Second, if we accept my statement above as true (or true enough), then it becomes a lot easier to accept that emotional issues, which include fear, lie at the heart of many chronic health conditions, AND it’s perfectly reasonable and acceptable for that to be the case, AND it’s not your fault.
This is important because one of the biggest barriers to doing this kind of work to get healthier is that people feel like they’re being gaslit when someone suggests that the root of their issues may be an unconscious, automatic fear response or that emotions may be involved. With the perceived suggestion that their health problems aren’t “physical,” people with very real health issues feel like they’re being told that the illness is in their heads or that it’s their fault.
Your illness and pain are real. They are not in your head. They are not your fault. The problem is that we have an outdated and very incorrect way of thinking about what illness is and how the world around us impacts our health.
Emotional responses are at the root of how we process and interact with the world around us, which means that the external world is always the source of our emotional and physical discomfort (and pleasure!), whether that’s a virus, something damaging our physical body, or something triggering an emotional response.

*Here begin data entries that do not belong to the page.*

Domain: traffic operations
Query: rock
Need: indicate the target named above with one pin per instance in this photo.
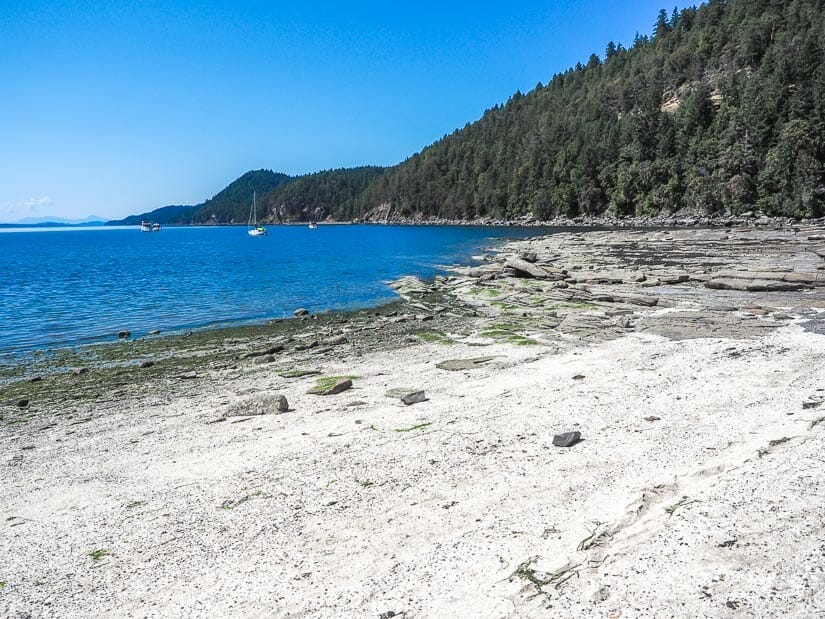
(522, 268)
(753, 285)
(399, 392)
(568, 439)
(339, 387)
(258, 404)
(413, 398)
(456, 365)
(637, 299)
(674, 279)
(335, 341)
(262, 353)
(307, 346)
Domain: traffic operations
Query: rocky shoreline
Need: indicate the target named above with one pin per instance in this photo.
(673, 220)
(607, 422)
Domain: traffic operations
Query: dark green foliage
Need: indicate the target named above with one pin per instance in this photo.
(318, 196)
(722, 109)
(163, 215)
(232, 204)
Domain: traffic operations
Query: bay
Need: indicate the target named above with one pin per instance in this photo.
(68, 286)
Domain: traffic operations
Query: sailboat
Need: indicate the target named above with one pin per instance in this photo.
(254, 229)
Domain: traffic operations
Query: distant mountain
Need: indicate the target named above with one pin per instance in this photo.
(230, 205)
(165, 215)
(91, 219)
(720, 110)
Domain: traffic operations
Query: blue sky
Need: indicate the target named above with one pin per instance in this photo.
(121, 107)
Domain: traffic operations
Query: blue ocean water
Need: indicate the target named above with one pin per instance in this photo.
(71, 286)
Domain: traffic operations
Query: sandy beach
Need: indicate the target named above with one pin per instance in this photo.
(690, 361)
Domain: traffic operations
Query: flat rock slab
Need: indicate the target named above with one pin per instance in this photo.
(457, 365)
(753, 285)
(567, 439)
(339, 387)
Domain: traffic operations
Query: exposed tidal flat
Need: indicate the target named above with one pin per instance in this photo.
(205, 474)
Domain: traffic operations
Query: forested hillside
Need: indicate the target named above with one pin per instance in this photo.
(719, 109)
(231, 205)
(333, 193)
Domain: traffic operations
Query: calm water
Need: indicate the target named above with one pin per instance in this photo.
(69, 286)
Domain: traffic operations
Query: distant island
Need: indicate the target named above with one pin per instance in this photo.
(721, 110)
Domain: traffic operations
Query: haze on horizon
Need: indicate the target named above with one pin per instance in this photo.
(118, 109)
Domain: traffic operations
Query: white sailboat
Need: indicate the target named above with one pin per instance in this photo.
(253, 228)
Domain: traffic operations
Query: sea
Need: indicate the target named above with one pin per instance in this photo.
(71, 286)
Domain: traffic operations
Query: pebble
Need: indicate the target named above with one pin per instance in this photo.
(567, 439)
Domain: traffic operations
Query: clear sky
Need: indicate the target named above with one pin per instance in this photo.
(113, 108)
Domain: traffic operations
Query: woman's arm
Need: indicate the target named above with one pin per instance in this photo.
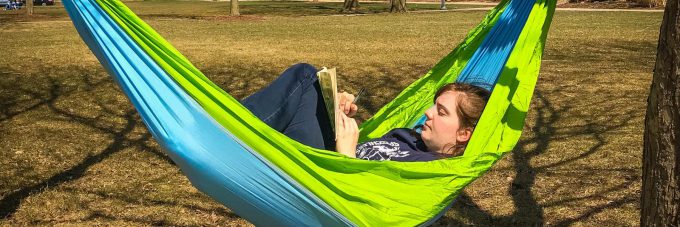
(348, 135)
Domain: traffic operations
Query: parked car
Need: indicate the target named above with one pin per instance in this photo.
(43, 2)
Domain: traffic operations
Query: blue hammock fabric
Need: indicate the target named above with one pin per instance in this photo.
(219, 161)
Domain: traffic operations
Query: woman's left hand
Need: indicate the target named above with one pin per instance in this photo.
(348, 135)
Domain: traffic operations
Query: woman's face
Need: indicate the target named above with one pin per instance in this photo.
(442, 129)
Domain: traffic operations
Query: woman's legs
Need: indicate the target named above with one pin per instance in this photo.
(293, 105)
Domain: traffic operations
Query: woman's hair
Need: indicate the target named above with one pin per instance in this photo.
(469, 107)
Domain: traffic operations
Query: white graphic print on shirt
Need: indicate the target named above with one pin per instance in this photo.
(380, 150)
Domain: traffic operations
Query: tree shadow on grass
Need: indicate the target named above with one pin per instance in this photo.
(530, 212)
(120, 136)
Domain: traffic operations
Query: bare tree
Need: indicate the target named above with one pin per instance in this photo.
(397, 6)
(29, 7)
(661, 154)
(234, 8)
(350, 5)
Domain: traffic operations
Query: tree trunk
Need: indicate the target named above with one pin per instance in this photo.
(29, 7)
(234, 8)
(350, 5)
(397, 6)
(661, 154)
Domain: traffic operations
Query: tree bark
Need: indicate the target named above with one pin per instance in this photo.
(350, 5)
(661, 154)
(397, 6)
(234, 8)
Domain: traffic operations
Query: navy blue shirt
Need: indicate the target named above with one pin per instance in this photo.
(402, 144)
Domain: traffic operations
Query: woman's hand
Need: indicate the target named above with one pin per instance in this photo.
(348, 135)
(346, 105)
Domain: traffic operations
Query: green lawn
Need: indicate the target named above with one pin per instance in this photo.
(73, 150)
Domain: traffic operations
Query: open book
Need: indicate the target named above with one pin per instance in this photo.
(329, 91)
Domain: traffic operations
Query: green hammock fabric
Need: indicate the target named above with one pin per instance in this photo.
(374, 193)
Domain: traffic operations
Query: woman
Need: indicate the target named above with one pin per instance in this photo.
(292, 104)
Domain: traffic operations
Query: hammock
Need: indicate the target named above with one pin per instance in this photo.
(269, 179)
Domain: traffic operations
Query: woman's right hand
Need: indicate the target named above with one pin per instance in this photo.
(346, 104)
(347, 136)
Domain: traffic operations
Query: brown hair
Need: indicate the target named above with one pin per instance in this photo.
(469, 108)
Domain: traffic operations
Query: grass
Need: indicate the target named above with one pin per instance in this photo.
(217, 10)
(73, 150)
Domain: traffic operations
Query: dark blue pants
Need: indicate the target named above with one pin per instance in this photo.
(293, 105)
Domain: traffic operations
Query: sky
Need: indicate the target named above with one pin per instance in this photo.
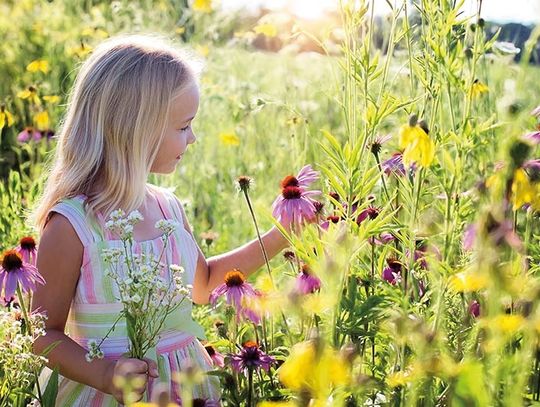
(524, 11)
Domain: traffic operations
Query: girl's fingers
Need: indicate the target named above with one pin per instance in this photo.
(152, 367)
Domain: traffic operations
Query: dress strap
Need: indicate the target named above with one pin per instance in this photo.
(87, 227)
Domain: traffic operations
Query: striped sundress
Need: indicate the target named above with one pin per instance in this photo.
(95, 307)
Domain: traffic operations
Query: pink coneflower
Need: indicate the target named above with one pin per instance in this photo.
(307, 282)
(251, 357)
(307, 176)
(236, 290)
(394, 165)
(377, 143)
(294, 205)
(392, 273)
(533, 137)
(217, 358)
(29, 133)
(14, 271)
(474, 309)
(28, 250)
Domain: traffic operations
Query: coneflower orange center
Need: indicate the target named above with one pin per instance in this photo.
(12, 260)
(234, 278)
(289, 181)
(291, 192)
(28, 243)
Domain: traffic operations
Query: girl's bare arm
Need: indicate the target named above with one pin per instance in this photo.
(59, 261)
(247, 258)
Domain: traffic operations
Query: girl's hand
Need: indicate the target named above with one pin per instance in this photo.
(129, 374)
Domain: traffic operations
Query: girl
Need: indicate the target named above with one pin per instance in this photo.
(129, 114)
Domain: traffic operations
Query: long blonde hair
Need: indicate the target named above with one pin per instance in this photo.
(115, 121)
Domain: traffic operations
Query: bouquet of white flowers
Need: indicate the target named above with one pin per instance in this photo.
(147, 293)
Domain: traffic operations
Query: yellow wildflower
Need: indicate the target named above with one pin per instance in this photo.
(269, 30)
(417, 145)
(6, 118)
(524, 191)
(229, 139)
(38, 65)
(467, 282)
(478, 88)
(508, 324)
(203, 6)
(317, 370)
(42, 120)
(51, 98)
(30, 93)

We don’t and can’t live in a vacuum. Even if we try to hide from the world, it still affects us. We don’t have control over whether or not something triggers an emotional response in our nervous system. Period. What we do have control over is how we express the emotion and how we relate to the emotion.
If we repress an emotion, which is itself a fear response, our mind-body will figure out some way to let us know that’s the case. That might mean that we lash out at people with emotions that we have deemed safe, such as expressing rage when someone actually feels sadness or abandonment, or crying when one actually feel rage. It might mean lashing out at whoever is closest if we injure ourselves in an accident. It might mean we repress everything, and we develop chronic pain or illness. It might mean we develop negative, ruminating thoughts that distract us from the underlying source of pain. Or it might look like something completely different for you.
Regardless of the cause, something triggered an automatic response from our nervous system, and so we feel physical pain, we develop symptoms, and/or we have an emotional outburst without conscious control or awareness. However, because our brains and nervous systems are neuroplastic (aka, changeable), we can learn and establish new responses. It’s pretty amazing if you think about it: what’s happening to you now is not your fault, AND you can take control to regain your health.
There’s so much more to say on this topic, and I plan to come back to it someday after I’ve done more research so that I can produce an even more compelling argument that the mind and body and emotions are not separate but are all one entity. For now though, I wanted to at least send this reminder out because it’s an issue I keep seeing arise for people.